The recipe to overcome Corona and restabilizing the world economy is not a mix of nationalism and ruthless capitalism. The world economy has already contracted, on average by more than 10% and the end is not yet in sight. I would forecast another significant chapter of world hunger that will encompass hundreds of millions of people. The total damage caused by famine is far greater than that of the pandemic. If the pandemic and a famine on its heels will increase inequality, the frustration and rage of the lower socioeconomic percentiles will increase, social cohesion will disintegrate and the trust in state institutions disappear. No one should be surprised if we wake one morning to see a wave of civil protests.

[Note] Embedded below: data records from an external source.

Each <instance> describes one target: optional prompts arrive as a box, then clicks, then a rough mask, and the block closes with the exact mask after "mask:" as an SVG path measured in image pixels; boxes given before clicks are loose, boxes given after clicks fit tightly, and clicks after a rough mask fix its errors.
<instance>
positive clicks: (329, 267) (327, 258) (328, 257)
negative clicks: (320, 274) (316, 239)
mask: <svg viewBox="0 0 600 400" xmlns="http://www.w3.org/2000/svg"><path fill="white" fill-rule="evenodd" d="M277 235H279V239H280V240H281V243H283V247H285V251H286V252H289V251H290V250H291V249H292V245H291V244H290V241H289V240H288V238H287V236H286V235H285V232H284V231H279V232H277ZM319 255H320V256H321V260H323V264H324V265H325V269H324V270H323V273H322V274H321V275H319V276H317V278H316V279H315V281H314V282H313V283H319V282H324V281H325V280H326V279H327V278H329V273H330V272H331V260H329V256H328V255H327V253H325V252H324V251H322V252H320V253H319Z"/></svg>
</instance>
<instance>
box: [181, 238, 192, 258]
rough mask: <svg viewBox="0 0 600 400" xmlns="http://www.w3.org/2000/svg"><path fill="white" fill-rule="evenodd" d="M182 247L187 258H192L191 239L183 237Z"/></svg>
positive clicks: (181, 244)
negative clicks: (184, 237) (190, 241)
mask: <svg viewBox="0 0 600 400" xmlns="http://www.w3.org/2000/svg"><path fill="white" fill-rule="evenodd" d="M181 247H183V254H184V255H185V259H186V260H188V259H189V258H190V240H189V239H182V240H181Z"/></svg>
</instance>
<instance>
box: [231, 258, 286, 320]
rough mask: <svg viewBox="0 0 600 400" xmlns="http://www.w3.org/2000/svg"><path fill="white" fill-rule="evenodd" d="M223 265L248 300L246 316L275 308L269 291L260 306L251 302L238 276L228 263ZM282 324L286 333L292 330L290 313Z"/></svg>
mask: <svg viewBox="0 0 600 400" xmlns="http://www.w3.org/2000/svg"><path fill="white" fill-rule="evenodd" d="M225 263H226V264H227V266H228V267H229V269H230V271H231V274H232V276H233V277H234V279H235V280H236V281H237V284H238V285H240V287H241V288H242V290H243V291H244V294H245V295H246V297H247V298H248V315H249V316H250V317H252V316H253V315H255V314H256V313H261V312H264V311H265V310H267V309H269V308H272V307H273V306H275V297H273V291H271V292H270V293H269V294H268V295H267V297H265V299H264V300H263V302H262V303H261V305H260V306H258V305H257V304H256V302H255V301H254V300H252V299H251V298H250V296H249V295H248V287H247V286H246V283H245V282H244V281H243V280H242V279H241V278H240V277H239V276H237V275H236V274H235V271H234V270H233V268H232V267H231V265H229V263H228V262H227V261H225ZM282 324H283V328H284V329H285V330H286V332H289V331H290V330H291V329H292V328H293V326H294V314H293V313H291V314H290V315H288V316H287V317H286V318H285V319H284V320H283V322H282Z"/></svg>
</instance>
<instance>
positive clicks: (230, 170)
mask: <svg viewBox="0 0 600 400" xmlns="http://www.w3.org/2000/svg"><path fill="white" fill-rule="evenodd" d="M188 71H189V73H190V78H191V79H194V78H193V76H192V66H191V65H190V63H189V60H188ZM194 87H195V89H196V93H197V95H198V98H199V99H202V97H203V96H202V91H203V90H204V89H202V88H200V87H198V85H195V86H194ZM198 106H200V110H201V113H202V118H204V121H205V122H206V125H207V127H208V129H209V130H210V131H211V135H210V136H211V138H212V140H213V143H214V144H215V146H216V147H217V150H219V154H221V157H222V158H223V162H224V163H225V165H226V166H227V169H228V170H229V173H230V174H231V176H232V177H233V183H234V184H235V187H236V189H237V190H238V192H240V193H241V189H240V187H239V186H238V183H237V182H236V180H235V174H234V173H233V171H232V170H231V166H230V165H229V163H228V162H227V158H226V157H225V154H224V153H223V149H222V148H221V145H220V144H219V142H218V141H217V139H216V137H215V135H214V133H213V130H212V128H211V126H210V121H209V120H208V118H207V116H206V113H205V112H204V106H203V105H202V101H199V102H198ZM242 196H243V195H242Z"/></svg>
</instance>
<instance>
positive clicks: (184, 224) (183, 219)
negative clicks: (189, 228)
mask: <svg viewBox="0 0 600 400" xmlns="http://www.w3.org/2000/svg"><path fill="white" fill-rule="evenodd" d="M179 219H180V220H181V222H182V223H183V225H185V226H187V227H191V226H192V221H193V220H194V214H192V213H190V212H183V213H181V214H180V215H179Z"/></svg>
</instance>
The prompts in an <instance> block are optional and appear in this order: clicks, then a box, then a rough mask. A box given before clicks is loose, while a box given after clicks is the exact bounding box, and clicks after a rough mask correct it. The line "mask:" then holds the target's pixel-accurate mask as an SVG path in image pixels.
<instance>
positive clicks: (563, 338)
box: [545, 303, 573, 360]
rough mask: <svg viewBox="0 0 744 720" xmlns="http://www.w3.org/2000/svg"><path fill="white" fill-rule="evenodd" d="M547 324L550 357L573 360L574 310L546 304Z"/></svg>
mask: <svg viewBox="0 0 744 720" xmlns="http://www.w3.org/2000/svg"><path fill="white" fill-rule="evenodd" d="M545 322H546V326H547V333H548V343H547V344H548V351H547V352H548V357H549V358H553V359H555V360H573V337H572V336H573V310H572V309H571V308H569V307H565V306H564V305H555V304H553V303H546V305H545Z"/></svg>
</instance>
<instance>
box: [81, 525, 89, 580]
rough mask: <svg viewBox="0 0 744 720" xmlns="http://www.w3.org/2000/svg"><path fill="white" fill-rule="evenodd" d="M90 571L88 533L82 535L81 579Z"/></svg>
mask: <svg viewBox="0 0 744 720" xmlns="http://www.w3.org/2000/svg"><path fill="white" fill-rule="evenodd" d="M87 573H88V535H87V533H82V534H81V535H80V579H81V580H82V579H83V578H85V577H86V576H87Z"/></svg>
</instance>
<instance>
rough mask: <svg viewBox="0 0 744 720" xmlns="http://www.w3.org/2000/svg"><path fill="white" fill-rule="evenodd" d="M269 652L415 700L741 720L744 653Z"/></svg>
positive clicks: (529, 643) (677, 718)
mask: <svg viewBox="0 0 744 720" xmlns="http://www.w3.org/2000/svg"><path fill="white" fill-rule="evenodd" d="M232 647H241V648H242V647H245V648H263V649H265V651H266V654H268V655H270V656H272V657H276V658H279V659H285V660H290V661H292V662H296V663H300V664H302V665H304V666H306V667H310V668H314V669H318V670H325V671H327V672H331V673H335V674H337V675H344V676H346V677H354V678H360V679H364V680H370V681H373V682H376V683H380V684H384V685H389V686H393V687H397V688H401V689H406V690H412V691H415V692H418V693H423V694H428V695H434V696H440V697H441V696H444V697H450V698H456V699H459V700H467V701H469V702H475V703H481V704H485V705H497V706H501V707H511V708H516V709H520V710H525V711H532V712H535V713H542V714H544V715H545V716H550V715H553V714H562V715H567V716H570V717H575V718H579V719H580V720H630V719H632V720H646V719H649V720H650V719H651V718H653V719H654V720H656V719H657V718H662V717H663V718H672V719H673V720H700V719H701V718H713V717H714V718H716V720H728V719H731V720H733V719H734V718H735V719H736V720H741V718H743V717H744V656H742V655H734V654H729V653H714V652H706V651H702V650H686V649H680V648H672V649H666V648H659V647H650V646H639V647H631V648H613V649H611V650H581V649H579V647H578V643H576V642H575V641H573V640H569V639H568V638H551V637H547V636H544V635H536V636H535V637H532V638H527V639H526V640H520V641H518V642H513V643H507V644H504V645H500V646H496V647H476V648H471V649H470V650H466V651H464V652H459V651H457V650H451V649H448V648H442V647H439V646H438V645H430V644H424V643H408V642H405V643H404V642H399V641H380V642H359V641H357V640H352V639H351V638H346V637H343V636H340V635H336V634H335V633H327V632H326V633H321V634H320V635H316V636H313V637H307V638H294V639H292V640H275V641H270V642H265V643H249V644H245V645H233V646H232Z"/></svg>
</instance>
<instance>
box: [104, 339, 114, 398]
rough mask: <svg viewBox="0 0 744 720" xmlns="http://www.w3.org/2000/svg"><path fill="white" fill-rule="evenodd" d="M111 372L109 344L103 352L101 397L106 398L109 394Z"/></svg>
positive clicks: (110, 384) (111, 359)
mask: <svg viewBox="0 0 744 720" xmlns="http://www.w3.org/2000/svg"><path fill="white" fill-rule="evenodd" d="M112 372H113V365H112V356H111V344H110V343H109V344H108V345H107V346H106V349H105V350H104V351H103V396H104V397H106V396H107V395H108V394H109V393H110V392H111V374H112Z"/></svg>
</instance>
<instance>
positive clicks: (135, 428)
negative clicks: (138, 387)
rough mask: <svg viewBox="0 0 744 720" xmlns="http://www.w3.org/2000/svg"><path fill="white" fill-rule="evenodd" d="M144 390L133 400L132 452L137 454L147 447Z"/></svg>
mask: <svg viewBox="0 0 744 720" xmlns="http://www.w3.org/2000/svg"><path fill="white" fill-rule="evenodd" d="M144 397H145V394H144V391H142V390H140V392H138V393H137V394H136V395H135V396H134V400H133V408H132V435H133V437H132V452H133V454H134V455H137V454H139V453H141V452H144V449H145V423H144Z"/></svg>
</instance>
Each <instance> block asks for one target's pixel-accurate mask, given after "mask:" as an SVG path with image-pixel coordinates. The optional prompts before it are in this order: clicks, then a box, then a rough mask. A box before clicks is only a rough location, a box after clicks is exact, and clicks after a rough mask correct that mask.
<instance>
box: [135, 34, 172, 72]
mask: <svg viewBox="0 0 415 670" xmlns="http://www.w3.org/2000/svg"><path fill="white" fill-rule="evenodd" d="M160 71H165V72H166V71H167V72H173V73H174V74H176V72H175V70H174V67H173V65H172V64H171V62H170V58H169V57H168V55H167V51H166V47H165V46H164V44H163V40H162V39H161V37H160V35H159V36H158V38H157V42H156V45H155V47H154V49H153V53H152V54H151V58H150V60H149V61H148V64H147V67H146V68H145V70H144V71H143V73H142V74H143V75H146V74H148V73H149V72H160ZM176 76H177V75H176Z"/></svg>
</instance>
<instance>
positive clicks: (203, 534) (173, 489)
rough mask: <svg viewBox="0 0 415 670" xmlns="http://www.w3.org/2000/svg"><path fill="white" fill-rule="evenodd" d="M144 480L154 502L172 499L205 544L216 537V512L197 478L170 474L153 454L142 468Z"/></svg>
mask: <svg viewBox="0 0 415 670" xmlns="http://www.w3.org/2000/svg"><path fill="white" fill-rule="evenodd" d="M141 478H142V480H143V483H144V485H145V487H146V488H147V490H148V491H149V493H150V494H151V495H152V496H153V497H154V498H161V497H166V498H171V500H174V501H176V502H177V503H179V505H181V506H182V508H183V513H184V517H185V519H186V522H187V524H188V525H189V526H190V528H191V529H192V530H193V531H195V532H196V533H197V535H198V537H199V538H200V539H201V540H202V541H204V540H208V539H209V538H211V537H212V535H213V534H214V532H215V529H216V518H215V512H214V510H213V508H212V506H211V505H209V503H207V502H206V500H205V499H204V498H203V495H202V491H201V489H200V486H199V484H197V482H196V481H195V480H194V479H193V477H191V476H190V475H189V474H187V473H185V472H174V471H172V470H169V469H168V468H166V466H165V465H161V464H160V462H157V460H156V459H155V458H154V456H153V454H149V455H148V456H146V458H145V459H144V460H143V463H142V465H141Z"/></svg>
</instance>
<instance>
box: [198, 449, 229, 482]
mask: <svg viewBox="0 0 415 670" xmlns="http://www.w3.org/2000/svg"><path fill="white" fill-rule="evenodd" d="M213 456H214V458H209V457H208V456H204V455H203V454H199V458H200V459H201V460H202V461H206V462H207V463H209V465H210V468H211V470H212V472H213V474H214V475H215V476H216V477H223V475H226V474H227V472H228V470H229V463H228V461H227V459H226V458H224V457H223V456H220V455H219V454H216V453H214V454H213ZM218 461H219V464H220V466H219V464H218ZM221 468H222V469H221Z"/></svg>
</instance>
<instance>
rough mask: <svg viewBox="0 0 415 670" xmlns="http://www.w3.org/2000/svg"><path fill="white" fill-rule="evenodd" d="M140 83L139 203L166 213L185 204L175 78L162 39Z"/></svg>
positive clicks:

Lately we are witness to a new economic school of thought in the U.S. Those who think that the bottom line is not the only measure of corporate success and that employee, vendor and environment well being are valid and important measures as well. If this school of thought will find many supporters it is possible that ruthless capitalism will make way to liberal capitalism, one that encourages solidarity and mutual support. This kind of economy will increase equality and put larger burden on the rich to heal the economy, which in turn will encourage the public support in the state and government, ease the recovery process and speed it up.
[1] Massive famine is a persisting phenomenon in the world and usually a derivative of the phenomena discussed above.
[2] India is a democracy however under the Modi regime one can point towards a policy that increasingly leans towards the authoritarian and nationalistic direction.